I am using Numba v0.26.0 in Python 3.5.2.

2

There are 2 answers

0
sklam On BEST ANSWER

This is a known issue (https://github.com/numba/numba/issues/1960) and it was fixed in numba 0.27. Following NumPy behavior, the fix detects for overlap and makes temporary copies to avoid corrupting the data.

9
hpaulj On

Your jit has the same sort of in-place problems that this Python loop does.

In [718]: x=list(range(3))
In [719]: for i in range(3):
     ...:     x[i] = x[2-i]
In [720]: x
Out[720]: [2, 1, 2]

The x[:] = x[::-1] is buffered, not because numpy recognizes that something special is happening, but because it always uses some sort of buffering with doing assignments.

The Python interpreter translates [] notation into calls to __setitem__ and __getitem__. So 681 and 682 do the same thing:

In [680]: x=np.arange(3)
In [681]: x[:] = x[::-1]
In [682]: x.__setitem__(slice(None), x.__getitem__(slice(None,None,-1)))
In [683]: x
Out[683]: array([0, 1, 2])

That means that x[::-1] is evaluated in full - to a temporary array, before being copied to x[:]. Now x[::-1] is a view, not a copy, so the setitem step must do some sort of buffered copy.

Another way to do this copy is with

np.copyto(x, x[::-1])

Checking the x.__array_interface__ I see that the data buffer address remains the same.

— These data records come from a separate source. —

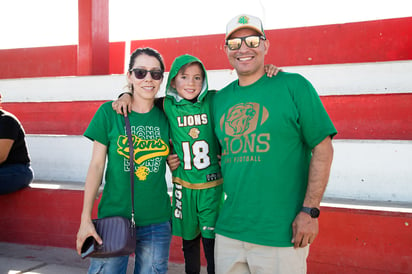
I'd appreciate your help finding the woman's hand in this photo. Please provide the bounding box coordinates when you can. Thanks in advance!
[166,154,180,171]
[112,92,132,116]
[76,217,103,255]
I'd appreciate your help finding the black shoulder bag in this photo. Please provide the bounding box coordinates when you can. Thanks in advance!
[81,117,136,259]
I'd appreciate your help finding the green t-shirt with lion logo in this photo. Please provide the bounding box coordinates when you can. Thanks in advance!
[213,72,336,247]
[84,102,171,226]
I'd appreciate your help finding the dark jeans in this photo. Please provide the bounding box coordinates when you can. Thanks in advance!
[0,164,33,194]
[183,234,215,274]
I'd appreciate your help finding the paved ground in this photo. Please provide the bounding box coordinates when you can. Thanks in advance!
[0,242,206,274]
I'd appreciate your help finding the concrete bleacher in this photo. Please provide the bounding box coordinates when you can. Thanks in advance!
[0,181,412,273]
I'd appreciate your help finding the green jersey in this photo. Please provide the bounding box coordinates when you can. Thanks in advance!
[84,102,171,226]
[164,55,223,189]
[213,72,336,247]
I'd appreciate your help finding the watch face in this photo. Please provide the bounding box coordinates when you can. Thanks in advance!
[310,207,320,218]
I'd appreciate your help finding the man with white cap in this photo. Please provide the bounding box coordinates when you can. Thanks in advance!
[213,14,337,274]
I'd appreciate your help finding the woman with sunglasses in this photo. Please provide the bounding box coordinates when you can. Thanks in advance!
[76,48,171,274]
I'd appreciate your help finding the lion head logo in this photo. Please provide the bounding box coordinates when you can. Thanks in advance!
[189,127,200,139]
[220,103,269,137]
[135,166,150,181]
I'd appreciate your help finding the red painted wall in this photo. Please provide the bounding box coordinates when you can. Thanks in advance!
[0,188,412,274]
[0,17,412,79]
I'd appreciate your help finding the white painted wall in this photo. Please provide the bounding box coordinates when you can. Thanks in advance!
[0,61,412,202]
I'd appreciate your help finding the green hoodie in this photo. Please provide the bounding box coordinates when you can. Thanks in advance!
[166,54,208,104]
[164,54,223,189]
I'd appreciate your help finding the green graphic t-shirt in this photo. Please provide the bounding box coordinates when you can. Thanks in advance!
[84,102,171,226]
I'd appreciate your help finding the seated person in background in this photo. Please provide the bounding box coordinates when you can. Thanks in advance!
[0,94,33,195]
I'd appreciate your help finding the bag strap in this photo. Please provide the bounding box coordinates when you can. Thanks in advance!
[124,116,135,226]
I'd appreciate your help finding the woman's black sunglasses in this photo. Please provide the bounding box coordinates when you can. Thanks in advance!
[130,68,163,80]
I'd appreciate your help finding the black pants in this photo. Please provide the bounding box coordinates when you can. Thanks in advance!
[183,234,215,274]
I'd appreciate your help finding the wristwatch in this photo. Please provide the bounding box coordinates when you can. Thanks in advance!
[301,206,320,218]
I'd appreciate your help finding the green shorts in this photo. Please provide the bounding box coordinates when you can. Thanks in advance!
[172,183,223,240]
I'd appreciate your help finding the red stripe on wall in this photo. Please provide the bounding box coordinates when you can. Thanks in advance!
[321,93,412,140]
[3,93,412,140]
[0,17,412,79]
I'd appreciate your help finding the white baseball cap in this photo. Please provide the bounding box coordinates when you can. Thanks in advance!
[225,14,266,39]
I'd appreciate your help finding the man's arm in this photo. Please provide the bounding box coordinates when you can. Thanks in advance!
[292,136,333,248]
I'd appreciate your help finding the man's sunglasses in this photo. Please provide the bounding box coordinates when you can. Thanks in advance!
[130,68,163,80]
[226,35,266,50]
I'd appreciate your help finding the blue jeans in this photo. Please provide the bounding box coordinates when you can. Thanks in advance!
[87,222,172,274]
[0,164,33,194]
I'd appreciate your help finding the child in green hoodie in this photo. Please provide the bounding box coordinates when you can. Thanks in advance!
[113,54,277,274]
[163,55,223,273]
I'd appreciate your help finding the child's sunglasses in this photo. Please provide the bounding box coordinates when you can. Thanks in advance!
[130,68,163,80]
[226,35,266,50]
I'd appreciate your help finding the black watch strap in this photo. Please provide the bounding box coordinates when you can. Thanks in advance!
[301,206,320,218]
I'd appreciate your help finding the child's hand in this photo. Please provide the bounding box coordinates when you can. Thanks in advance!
[112,92,132,116]
[265,64,282,78]
[166,154,180,171]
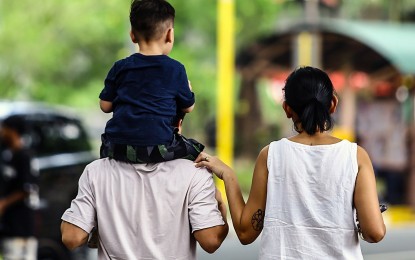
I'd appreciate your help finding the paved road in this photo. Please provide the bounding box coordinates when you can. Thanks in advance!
[197,227,415,260]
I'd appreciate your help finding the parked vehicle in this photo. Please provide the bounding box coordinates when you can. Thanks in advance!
[0,101,95,260]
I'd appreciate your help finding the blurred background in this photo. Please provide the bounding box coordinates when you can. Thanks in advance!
[0,0,415,259]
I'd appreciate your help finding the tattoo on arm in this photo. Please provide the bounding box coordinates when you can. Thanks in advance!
[251,209,265,231]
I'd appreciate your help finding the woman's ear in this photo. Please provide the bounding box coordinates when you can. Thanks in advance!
[282,101,293,118]
[130,30,138,43]
[329,95,339,114]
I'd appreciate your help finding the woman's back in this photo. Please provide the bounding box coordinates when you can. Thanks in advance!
[260,138,363,259]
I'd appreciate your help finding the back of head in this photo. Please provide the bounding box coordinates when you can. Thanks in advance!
[130,0,175,42]
[1,115,27,136]
[284,67,334,135]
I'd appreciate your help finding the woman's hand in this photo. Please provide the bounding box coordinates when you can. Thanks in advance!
[195,152,233,180]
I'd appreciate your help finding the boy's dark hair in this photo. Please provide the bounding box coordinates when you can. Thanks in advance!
[284,67,335,135]
[130,0,175,42]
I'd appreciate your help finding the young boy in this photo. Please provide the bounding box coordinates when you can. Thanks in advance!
[99,0,204,163]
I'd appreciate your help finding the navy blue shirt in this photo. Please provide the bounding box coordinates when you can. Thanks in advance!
[99,53,195,146]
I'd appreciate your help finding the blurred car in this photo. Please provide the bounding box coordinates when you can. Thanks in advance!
[0,101,95,260]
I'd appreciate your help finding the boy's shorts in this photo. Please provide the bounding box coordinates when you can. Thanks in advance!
[100,129,205,163]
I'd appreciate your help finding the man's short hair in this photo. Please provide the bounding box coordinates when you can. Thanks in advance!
[1,115,27,135]
[130,0,175,42]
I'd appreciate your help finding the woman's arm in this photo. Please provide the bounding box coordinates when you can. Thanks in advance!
[354,146,386,243]
[196,146,268,245]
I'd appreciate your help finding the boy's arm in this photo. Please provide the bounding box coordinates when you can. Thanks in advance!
[99,99,112,113]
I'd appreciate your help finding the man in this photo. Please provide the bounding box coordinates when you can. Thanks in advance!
[61,114,228,260]
[0,116,38,260]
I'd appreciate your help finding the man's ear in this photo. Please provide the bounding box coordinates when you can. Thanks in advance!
[282,101,293,118]
[329,95,339,114]
[166,28,174,43]
[130,30,138,43]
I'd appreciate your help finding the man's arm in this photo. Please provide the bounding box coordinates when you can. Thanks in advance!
[193,190,229,254]
[61,221,89,250]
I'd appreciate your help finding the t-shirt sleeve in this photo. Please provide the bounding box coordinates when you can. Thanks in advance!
[99,63,117,102]
[189,169,225,232]
[176,66,195,109]
[62,166,96,233]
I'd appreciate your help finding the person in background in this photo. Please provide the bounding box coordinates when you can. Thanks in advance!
[0,116,38,260]
[196,67,386,259]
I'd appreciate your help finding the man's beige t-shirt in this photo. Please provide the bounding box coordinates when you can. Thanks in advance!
[62,158,224,260]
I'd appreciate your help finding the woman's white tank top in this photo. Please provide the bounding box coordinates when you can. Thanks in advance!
[259,138,363,260]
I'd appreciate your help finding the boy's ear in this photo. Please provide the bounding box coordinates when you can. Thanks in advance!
[282,101,293,118]
[166,28,174,43]
[329,95,339,114]
[130,30,138,43]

So it is doing a copy, not just changing the data buffer address. But it's in low level compiled code.

Usually buffering is just a implementation issue that users don't need to worry about. ufunc.at is designed to deal with cases where that buffering creates problems. This topic comes up periodically; search for add.at.

=============

Note that Python lists behave the same way. The translation to 'get/setitem' is the same.

In [699]: x=list(range(3))
In [700]: x[:] = x[::-1]
In [701]: x
Out[701]: [2, 1, 0]

======================

I'm not entirely sure this is relevant or not, but since I tested these ideas I'll document them. https://docs.scipy.org/doc/numpy/reference/arrays.nditer.html suggests using np.nditer as a stepping stone for implementing iterative tasks in cython.

A first stab at using nditer is:

In [769]: x=np.arange(5)
In [770]: it = np.nditer((x,x[::-1]), op_flags=[['readwrite'], ['readonly']])
In [771]: for i,j in it:
     ...:     print(i,j)
     ...:     i[...] = j
     ...:     
0 4
1 3
2 2
3 3
4 4
In [772]: x
Out[772]: array([4, 3, 2, 3, 4])

This produces the same sort of overlapping result as numba.

Adding a copy makes for a clean reversal.

it = np.nditer((x,x[::-1].copy()), op_flags=[['readwrite'], ['readonly']])

If I add the external_loop flag I also get a clean reversal:

In [781]: x=np.arange(5)
In [782]: it = np.nditer((x,x[::-1]), op_flags=[['readwrite'], ['readonly']], fl
     ...: ags = ['external_loop'])
In [783]: for i,j in it:
     ...:     print(i,j)
     ...:     i[...] = j
     ...:     
[0 1 2 3 4] [4 3 2 1 0]
In [784]: x
Out[784]: array([4, 3, 2, 1, 0])